Wetenschap
1. Doppen wegnemen: Het influenzavirus mist de kapstructuur die nodig is voor het initiëren van transcriptie. In plaats daarvan steelt het de 5'-capstructuur van mRNA's van de gastheercel via een proces dat cap-snatching wordt genoemd. Hierdoor kan het virale RNA worden herkend door de vertaalmachinerie van de gastheercel en efficiënt worden vertaald in virale eiwitten.
2. Meerdelig genoom: Het influenzavirusgenoom bestaat uit acht afzonderlijke RNA-segmenten. Deze segmentatie maakt genetische herschikking tussen verschillende virusstammen mogelijk, wat bijdraagt aan de snelle evolutie en opkomst van nieuwe griepvirussen.

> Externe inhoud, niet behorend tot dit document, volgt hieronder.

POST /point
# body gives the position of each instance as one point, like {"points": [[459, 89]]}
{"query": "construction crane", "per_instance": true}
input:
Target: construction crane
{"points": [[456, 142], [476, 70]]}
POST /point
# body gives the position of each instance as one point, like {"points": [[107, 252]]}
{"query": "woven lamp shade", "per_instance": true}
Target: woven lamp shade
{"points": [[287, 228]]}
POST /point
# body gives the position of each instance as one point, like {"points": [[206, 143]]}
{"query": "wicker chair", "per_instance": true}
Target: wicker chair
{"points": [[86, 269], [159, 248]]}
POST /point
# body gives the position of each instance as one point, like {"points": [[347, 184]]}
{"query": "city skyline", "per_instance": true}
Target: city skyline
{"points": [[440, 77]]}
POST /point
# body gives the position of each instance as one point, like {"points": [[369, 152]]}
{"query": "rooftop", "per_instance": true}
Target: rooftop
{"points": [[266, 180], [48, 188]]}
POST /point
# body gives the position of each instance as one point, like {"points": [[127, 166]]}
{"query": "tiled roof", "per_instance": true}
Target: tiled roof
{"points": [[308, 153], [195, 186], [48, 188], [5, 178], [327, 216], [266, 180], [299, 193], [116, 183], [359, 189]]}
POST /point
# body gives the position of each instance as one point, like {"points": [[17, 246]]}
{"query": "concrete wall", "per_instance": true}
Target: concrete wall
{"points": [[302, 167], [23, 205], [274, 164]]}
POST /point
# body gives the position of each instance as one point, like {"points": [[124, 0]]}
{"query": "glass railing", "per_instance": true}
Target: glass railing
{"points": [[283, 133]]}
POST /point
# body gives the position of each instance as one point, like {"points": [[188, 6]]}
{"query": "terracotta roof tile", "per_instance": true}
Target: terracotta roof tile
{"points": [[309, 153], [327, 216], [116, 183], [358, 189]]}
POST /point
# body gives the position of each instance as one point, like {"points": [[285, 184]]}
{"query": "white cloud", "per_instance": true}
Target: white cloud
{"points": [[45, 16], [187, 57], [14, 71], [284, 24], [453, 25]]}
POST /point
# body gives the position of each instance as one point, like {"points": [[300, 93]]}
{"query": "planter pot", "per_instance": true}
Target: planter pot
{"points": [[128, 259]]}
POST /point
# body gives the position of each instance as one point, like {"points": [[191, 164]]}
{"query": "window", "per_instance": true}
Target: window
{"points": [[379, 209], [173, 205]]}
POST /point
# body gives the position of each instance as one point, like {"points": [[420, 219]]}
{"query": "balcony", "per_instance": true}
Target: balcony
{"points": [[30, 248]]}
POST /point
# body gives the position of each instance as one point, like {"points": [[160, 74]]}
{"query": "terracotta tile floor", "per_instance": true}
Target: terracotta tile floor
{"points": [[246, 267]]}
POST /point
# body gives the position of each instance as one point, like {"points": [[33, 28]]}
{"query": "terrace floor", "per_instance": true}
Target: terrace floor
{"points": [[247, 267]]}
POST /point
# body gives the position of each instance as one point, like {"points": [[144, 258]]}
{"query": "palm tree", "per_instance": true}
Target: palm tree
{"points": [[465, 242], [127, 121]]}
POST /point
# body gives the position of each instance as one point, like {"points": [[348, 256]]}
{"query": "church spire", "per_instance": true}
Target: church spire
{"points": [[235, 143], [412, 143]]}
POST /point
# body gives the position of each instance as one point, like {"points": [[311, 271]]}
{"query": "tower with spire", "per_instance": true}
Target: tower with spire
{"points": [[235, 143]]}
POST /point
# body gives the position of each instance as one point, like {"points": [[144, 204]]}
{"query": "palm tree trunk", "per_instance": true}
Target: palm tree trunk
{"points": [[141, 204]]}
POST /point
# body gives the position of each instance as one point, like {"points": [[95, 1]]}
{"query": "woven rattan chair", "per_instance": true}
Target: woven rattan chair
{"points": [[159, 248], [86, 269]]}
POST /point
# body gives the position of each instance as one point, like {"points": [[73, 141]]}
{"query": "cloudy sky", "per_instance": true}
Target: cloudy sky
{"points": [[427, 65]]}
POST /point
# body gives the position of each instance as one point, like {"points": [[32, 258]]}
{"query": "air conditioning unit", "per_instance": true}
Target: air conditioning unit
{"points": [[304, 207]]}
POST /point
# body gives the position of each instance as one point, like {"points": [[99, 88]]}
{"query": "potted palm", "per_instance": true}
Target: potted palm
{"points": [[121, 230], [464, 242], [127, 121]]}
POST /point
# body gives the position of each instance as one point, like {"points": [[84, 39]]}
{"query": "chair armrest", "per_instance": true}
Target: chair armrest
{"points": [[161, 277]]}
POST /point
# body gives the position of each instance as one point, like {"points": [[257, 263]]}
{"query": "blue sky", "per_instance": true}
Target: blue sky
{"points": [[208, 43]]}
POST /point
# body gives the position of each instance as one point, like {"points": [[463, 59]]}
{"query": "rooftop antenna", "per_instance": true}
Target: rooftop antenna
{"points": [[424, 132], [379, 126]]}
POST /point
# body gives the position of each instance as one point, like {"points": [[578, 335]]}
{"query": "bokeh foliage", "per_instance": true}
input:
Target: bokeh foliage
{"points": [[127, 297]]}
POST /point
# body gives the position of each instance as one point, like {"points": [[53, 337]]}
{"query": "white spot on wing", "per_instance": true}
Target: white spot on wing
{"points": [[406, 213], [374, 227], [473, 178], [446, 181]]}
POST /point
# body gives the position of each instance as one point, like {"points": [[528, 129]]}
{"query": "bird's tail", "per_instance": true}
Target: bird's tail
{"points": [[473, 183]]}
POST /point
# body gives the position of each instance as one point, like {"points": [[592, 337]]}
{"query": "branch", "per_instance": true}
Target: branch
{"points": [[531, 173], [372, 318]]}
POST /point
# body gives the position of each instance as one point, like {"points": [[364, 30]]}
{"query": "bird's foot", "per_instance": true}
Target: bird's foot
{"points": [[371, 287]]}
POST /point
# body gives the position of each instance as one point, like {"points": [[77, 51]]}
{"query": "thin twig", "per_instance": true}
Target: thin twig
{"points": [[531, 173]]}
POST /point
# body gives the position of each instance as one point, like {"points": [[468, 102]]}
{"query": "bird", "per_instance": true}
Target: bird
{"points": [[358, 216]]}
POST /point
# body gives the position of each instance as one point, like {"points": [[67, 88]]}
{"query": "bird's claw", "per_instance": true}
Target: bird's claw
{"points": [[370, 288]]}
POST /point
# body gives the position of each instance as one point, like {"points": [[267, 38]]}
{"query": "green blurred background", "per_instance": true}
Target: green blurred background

3. Foutgevoelige RNA-polymerase: Het RNA-polymerase van het influenzavirus ontbeert proefleesactiviteit, wat leidt tot een hoge mutatiesnelheid in het virale RNA. Deze genetische variatie genereert diversiteit binnen de virale populatie, waardoor aanpassing aan veranderende gastheeromgevingen en immuunreacties wordt vergemakkelijkt.
4. Nucleaire export van viraal RNA: Na transcriptie in de kern moet viraal RNA efficiënt worden geëxporteerd naar het cytoplasma voor translatie en replicatie. Influenzavirussen coderen voor specifieke virale eiwitten, zoals het nucleaire exporteiwit (NEP), dat de nucleaire export van viraal RNA bemiddelt.
5. Regulering van transcriptie en vertaling van gastheercellen: Influenzavirussen manipuleren de transcriptie en vertaling van gastheercellen om de synthese en replicatie van viraal RNA te bevorderen. Ze bereiken dit door te interfereren met de splitsing van gastheer-mRNA, translatie-initiatie en eiwitafbraakroutes, wat leidt tot het stilleggen van gastheercelprocessen en de omleiding van cellulaire hulpbronnen naar virale replicatie.
6. Assemblage van het virale replicatiecomplex: Het influenzavirus vormt gespecialiseerde replicatiecomplexen in het cytoplasma van geïnfecteerde cellen. Deze complexen bestaan uit viraal RNA, virale eiwitten (inclusief het RNA-afhankelijke RNA-polymerase) en gastheerfactoren. Het replicatiecomplex biedt een georganiseerde omgeving voor efficiënte virale RNA-replicatie en transcriptie.
7. Immuunontduiking: Influenzavirussen hebben mechanismen ontwikkeld om de immuunrespons van de gastheer te omzeilen, waaronder het vermogen om snel hun oppervlakte-eiwitten, hemagglutinine (HA) en neuraminidase (NA) te veranderen. Deze veranderingen helpen het virus te ontsnappen aan herkenning door antilichamen en zorgen voor aanhoudende infectie en overdracht.
Gezamenlijk zorgen deze mechanismen ervoor dat het influenzavirus zijn RNA-genoom efficiënt kan repliceren, nieuwe virale deeltjes kan produceren en zich binnen de gastheer kan verspreiden, wat leidt tot de symptomen van influenza-infectie.